- Directed by: Camilo Vila
- Written by: Monty Fisher Camilo Vila
- Produced by: Monty Fisher Camilo Vila Alicia Rivera Frankl
- Starring: John Robinson Alex Meraz Michael DeLorenzo Johnny Lewis Deborah Kara Unger Grant Bowler
- Cinematography: Henry Vargas
- Edited by: Richard Halsey Colleen Halsey
- Music by: Roger Bellon
- Production companies: Four Fish Films DragonTree Media
- Distributed by: Blairwood Entertainment
- Release date: April 20, 2012 (WorldFest-Houston);
- Running time: 99 minutes 101 minutes
- Countries: United States Peru
- Language: English

= 186 Dollars to Freedom =

186 Dollars to Freedom (also titled The City of Gardens and City of Gardens) is a 2012 Peruvian-American action drama film written by Monty Fisher and Camilo Vila, directed by Vila and starring John Robinson, Alex Meraz, Michael DeLorenzo, Johnny Lewis (in his final film role), Deborah Kara Unger and Grant Bowler.

==Cast==
- John Robinson as Wayne
- Michael DeLorenzo as Gutierrez
- Alex Meraz as Nicaragua
- Johnny Lewis as Jorge
- Grant Bowler as Jesus Christ
- Anahí de Cárdenas as Maritza
- David Michie as Colonel Ramos
- Deborah Kara Unger as Consul Powers

==Production==
Filming took place in Peru in May 2010 and in Los Angeles in June 2010.

==Release==
The film was released at the WorldFest-Houston International Film Festival on April 20, 2012. Then it was released in Manhattan on September 21, 2012.

==Reception==
John Anderson of Variety gave the film a positive review and wrote that "the characters are solid and the action sound, suggesting the film will do short time theatrically en route to ancillary rehab."

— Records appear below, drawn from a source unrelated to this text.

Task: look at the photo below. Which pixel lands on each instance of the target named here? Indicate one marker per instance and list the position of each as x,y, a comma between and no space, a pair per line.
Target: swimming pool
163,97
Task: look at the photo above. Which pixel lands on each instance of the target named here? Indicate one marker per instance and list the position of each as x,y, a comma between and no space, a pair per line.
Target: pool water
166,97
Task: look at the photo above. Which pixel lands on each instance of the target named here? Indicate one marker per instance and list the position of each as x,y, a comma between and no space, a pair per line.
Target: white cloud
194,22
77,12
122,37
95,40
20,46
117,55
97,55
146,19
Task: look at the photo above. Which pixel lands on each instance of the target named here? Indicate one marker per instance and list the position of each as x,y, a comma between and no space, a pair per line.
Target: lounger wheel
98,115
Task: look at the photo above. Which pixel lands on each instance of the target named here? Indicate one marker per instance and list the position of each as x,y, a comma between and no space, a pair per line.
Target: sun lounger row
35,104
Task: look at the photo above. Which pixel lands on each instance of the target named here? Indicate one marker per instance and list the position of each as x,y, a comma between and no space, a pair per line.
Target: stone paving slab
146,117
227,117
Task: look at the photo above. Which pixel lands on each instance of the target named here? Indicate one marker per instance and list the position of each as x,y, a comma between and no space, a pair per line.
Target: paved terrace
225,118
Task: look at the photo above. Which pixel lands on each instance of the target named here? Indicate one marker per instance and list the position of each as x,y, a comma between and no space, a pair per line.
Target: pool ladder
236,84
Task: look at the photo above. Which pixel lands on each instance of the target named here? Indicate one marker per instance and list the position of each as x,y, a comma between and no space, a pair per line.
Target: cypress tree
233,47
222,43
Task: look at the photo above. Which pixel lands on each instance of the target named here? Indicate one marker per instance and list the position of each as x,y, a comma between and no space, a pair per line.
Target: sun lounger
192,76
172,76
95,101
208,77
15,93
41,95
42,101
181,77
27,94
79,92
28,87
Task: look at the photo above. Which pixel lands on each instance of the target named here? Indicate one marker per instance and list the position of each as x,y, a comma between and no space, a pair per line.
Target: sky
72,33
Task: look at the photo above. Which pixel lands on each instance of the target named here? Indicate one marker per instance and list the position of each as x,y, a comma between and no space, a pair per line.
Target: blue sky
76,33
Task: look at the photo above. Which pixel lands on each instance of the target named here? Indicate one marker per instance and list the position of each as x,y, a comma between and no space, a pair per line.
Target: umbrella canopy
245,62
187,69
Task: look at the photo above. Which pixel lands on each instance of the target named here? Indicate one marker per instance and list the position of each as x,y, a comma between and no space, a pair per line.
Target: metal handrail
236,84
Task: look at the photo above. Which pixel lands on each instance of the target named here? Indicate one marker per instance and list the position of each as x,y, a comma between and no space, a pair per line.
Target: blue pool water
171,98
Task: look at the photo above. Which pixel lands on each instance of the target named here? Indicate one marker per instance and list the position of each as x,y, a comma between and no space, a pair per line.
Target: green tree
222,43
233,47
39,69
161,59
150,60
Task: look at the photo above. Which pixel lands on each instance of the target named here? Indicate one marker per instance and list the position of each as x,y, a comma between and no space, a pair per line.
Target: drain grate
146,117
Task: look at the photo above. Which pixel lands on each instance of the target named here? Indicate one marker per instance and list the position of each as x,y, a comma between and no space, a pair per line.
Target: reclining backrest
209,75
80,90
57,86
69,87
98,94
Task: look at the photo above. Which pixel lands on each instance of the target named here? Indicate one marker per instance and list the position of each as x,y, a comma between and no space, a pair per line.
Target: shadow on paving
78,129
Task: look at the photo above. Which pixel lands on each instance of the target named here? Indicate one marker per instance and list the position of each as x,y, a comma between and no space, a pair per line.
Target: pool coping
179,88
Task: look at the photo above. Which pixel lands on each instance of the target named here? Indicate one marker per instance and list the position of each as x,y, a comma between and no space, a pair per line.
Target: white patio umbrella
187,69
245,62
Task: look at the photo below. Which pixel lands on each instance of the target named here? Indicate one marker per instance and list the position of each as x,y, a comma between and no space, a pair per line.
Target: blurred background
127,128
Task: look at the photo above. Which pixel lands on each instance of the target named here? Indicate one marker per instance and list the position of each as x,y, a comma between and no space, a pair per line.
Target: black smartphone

Jeannette Catsoulis of The New York Times gave the film a negative review and wrote, "Unable to shape these events into a dramatic structure, the director, Camilo Vila, resorts to a meandering tale of random indignities suffered by a lead so bland he comes across less as principled than as stupendously naïve."